Temps de lecture : 2 min

Kmart : le triomphe de l’humour potache

Carton viral inattendu, le dernier spot du distributeur américain Kmart a réussi son pari risqué de l’humour "pipi-caca" : son audience Web a dépassé les 15 millions. En jouant sur un jeu de mot jugé scabreux par ses détracteurs, le film publicitaire de l’agence Draftfcb a même gagné ses galons télévisuels.

Bonne ou mauvaise, toute pub est-elle bonne à prendre ? Le débat est ancestral et ressort du placard à chaque campagne polémique. En jouant la carte de l’humour au ras des pâquerettes, Kmart divise mais réussit son objectif originel : promouvoir son service de livraison gratuite pour les achats online.

En trois semaines, « Ship my pants » a dépassé les 15 millions de vues et les 800 000 partages sur YouTube, devenant le plus gros succès publicitaire viral du mois d’avril. Les créatifs de Draftfcb ont pris le risque de choquer avec leur humour d’adolescent boutonneux et ça a marché. Jamais le géant nord-américain des supermarchés discount n’avait fait autant parler de lui.

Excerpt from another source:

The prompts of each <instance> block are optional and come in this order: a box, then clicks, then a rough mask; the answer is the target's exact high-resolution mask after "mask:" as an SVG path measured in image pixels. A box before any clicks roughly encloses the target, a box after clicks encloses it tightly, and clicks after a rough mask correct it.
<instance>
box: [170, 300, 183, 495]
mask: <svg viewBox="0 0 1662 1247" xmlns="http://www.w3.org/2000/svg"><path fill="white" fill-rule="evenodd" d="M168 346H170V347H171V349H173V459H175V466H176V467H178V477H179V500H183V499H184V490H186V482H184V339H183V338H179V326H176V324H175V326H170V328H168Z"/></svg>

« Nous sommes très agréablement surpris de la déroutante réponse positive qu’a reçue la spot », se félicite Shannelle Armstrong, porte-parole de Sears Holding Corp, propriétaire de Kmart depuis 2005. « Notre service de livraison gratuite est ouvert depuis un an mais nous commençons seulement à promouvoir ses capacités et ses possibilités », ajoute-t-elle, dans l’attente des espérées retombées commerciales d’une pub si populaire sur la Toile, qu’elle s’est carrément offert des passages TV sur des chaînes câblées.

Rivaliser avec Wal-Mart et Amazon

Pour comprendre le buzz créé par le film de 36 secondes, il suffit d’en expliquer le jeu de mot et la mise en scène : un père de famille se balade dans le rayon vêtements du magasin et se voit informer par un vendeur Kmart qu’il peut s’il le souhaite, se faire livrer son pantalon. Dans la langue de Shakespeare, le « ship » de « livrer » sonne bougrement comme « shit », dont on vous épargne la traduction.

Le père de famille évidemment rebondit sur cette consonance fortuite pour se réjouir de pouvoir « ship » dans son pantalon. Sa femme et son enfant s’en délectent également et approuvent, avant qu’une femme trentenaire, deux retraités et un afro-américain sexagénaire assurent l’avoir déjà testé pour d’autres produits.

Le clin d’œil scatologique n’a pas fait rire tout le monde mais il a remis Kmart sur le devant de la scène sociale et médiatique. Pour une société dont les ventes ont baissé de presque 4% en 2012, ce coup de projecteur n’est pas un luxe. Alors que Wal-Mart, leader de la grande distribution aux Etats-Unis, concocte dans sa cuisine R&D une innovante livraison participative, le discounter espère bien se faire une place dans la cour des grands du commerce online.